REPORT published in May 2011
The financial crisis at the end of 2008 lead to thousands of migrant workers in the Czech Republic losing their jobs. Consequently, many became more vulnerable to exploitation, forced labour or human trafficking due to the debts they have to re-pay back.
In 2009 and 2010 several companies (Affumicata a.s., Wood service Praha s.r.o. etc.) that were run by the same group of people (suspects) employed hundreds of workers in tree planting and other forestry work. The workers came from a number of countries, including Vietnam, Slovak Republic, Ukraine, Mongolia, Romania and Bulgaria. They performed heavy manual labor in forestry; however, they have not received any pay or received just deposits.
The suspects abused (and made huge profits from) the very specific position of vulnerability of the Vietnamese community in the Czech Republic. This became their modus operandi, which they successfully used to traffic members of other migrant communities working in the Czech Republic. The companies also abused the fact that different migrant communities do not have a common language and hence could not communicate about labor exploitation to each other and the information was not spread around.
The below mentioned companies were subcontractors of Less & Forest s.r.o., one of the biggest forestry companies in the Czech Republic to be awarded public tenders from the State Forestry Agency of the Czech Republic.
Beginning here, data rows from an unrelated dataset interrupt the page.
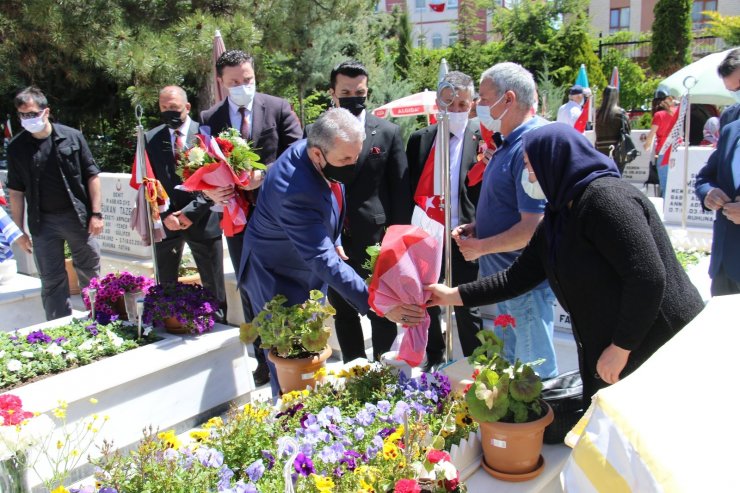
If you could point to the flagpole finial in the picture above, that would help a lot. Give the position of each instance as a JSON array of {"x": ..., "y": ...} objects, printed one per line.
[{"x": 139, "y": 113}]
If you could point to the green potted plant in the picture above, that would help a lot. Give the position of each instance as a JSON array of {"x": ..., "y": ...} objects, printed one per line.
[
  {"x": 504, "y": 399},
  {"x": 296, "y": 336}
]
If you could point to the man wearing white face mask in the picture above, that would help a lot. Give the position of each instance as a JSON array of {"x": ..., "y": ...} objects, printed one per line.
[
  {"x": 507, "y": 216},
  {"x": 269, "y": 124},
  {"x": 463, "y": 155},
  {"x": 51, "y": 170}
]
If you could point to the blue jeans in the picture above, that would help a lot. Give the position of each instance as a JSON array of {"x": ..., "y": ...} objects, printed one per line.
[
  {"x": 532, "y": 338},
  {"x": 662, "y": 176}
]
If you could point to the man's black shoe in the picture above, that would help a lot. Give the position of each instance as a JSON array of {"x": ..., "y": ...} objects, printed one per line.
[
  {"x": 432, "y": 362},
  {"x": 261, "y": 375}
]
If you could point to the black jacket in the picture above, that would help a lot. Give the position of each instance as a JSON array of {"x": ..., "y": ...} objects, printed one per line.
[
  {"x": 615, "y": 272},
  {"x": 75, "y": 160},
  {"x": 193, "y": 205}
]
The recruited workers performed their jobs for a few weeks and even months, working between 10-12hours per day, six or seven days a week. Commonly, they received no pay at all or only small amonuts that were not always sufficient to buy enough food. In few cases the workers were threatened by physical violence while deciding to stop working or deciding to report their situation to police or to other authorities. La Strada’s estimation is that there have been around 1500 – 2000 trafficked persons. They are victims of the crime of Trafficking in Human beings according section 168 of Czech Penal Code.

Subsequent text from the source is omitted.